Wednesday 30 September 2020

Patah Hati

0 comments

RIANA POV:


 Pernah sekali aku merasakan patah hati.

Patah sepatah-patahnya tapi tak pernah dalam hatiku untuk berucap kata maaf. Justru aku bersyukur aku lepas dari semua itu.

Lalu ia datang. 

Memberikan tangan untuk dirangkul.

Aku memandangnya sejenak, memastikan apakah ia tulus sebab dari pandangan matanya, ia benar-benar berharap akan sebuah keajaiban.

"Kau adalah keajaibanku," katanya.

Sempat aku terdiam, memandang beberapa orang yang terlihat tersenyum akan situasi itu. Tapi, awkward bagiku. Aku mencoba untuk bersikap biasa saja, dan menolak tawarannya.

Lalu dia berhenti? Tidak.

Dia kembali mendekatiku, mencoba meraih lagi tangan itu. Tapi aku lagi-lagi memasukkannya ke dalam saku tanpa peduli bagaimana perasaannya kala itu. 

Namun lagi dan lagi ia tidak berhenti. 

Ia menjaga jarak, tapi aku yang selalu membutuhkannya membuatnya nyaman lagi terhadapku. Pernahkah kamu di situasi itu? Aku pernah.

Pernahkah kau dekat dengan seseorang seperti pacaran lalu saling diam seakan putus? Baiklah, itu yang sedang terjadi.

Tapi ternyata tidak baginya.

Ia tidak pernah menganggapku sebagai teman, ia justru memberitahu keluarga dan temannya bahwa aku adalah tambatan hatinya, artinya, bersama dia aku sudah berpacaran.

Sedikit kesal, lalu aku diamkan saja. Seperti ada suatu kebanggaan saat seseorang membanggakanmu di depan keluarganya. 

Lalu seketika semua buram. Hari berganti hari, tak adalagi kesenangan itu. Seperti membisu tanpa suasana yang pernah ada. Seperti dua teman yang tak pernah saling mencintai. Tidak ada pesan, tidak ada telepon, tidak adalagi saling mengganggu satu sama lain. Yang satu menata diri, yang satu lagi merasa risih. Akulah yang kedua.

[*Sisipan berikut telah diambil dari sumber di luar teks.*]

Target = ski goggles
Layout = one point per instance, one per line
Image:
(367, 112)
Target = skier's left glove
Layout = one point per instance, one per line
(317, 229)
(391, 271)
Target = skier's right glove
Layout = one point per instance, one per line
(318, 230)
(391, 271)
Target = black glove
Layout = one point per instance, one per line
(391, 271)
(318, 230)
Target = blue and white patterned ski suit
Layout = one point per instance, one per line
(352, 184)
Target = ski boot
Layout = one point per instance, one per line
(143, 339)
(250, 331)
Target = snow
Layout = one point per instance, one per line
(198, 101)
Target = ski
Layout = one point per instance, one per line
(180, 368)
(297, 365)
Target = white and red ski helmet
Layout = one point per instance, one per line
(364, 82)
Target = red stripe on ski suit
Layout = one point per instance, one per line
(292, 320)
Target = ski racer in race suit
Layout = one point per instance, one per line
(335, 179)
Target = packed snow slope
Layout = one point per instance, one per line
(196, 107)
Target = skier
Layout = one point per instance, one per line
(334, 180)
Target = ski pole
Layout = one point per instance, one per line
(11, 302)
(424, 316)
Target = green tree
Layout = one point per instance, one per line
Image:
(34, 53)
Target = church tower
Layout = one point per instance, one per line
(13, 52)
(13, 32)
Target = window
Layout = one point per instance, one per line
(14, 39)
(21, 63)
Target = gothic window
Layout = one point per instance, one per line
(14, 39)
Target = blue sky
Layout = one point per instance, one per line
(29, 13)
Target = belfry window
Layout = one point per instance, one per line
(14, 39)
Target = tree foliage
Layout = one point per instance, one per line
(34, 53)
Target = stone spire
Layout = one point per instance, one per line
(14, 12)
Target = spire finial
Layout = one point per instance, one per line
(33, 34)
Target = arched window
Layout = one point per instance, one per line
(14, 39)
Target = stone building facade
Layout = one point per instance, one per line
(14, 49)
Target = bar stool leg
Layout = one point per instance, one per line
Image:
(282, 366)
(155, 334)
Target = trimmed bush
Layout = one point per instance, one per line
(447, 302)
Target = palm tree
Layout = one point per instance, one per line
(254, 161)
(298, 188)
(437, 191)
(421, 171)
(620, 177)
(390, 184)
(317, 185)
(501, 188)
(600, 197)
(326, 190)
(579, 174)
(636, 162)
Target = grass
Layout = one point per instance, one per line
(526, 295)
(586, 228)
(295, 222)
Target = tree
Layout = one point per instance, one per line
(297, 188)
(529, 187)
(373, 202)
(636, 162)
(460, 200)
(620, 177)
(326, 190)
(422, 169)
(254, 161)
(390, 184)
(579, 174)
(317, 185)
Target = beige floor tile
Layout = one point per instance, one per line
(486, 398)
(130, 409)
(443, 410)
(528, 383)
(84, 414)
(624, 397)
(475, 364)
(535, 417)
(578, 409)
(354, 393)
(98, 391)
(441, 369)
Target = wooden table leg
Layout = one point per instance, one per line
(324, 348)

Sedikit jahat, atau memang jahat tapi ia mengerti. Ia memilih menjauh jika aku benar-benar merasa aku risih di dekatnya. Pernah seperti itu? 

Aku yang brengsek sebenarnya, Ia berulang kali menengadahkan tangan agar aku meraihnya, tapi aku hanya menyakiti perasaannya. Lebih parah lagi, aku mempermainkannya. Bagaimana mungkin kala itu aku membiarkannya mengenalkanku pada keluarganya? Sungguh. Aku bodoh sekali.

Dan sekarang aku benar-benar merasa bingung. Sekali ia terus terang bahwa akan menyerah jika aku benar-benar tidak mau lagi atau ia akan tetap mencintaiku sampai suatu saat tiba, tapi bagiku saat itu semuanya palsu. Aku benar-benar merasa tidak punya hati karena banyaknya pikiran. Salah satunya, aku selalu terngiang bahwa ayahku sakit dan bukan saat yang tepat untuk merasakan kisah cinta.

Tapi ternyata aku salah, aku tidak bisa lepas darinya. Setidaknya untuk mencapai tujuanku pun, aku butuh dia. Ia yang selalu ada saat aku terpuruk, tapi entah kenapa aku dengan percaya dirinya mengiyakan kemauannya kala itu. Lalu, boom. Semuanya terasa berbeda sekarang.

Tak ada lagi tangan yang hendak ia raih, tak ada lagi wajah yang bisa ia lihat, karena semuanya telah tertutup rapat. Ia benar-benar membuat jarak. Aku bahkan tidak bisa berbicara seperti biasanya. Ia sudah menerimaku sebagai teman dengan lapang dada. Tapi hati sepertinya tidak bisa diajak kerjasama, dengan sangat egois memintanya kembali mempertimbangkan itu.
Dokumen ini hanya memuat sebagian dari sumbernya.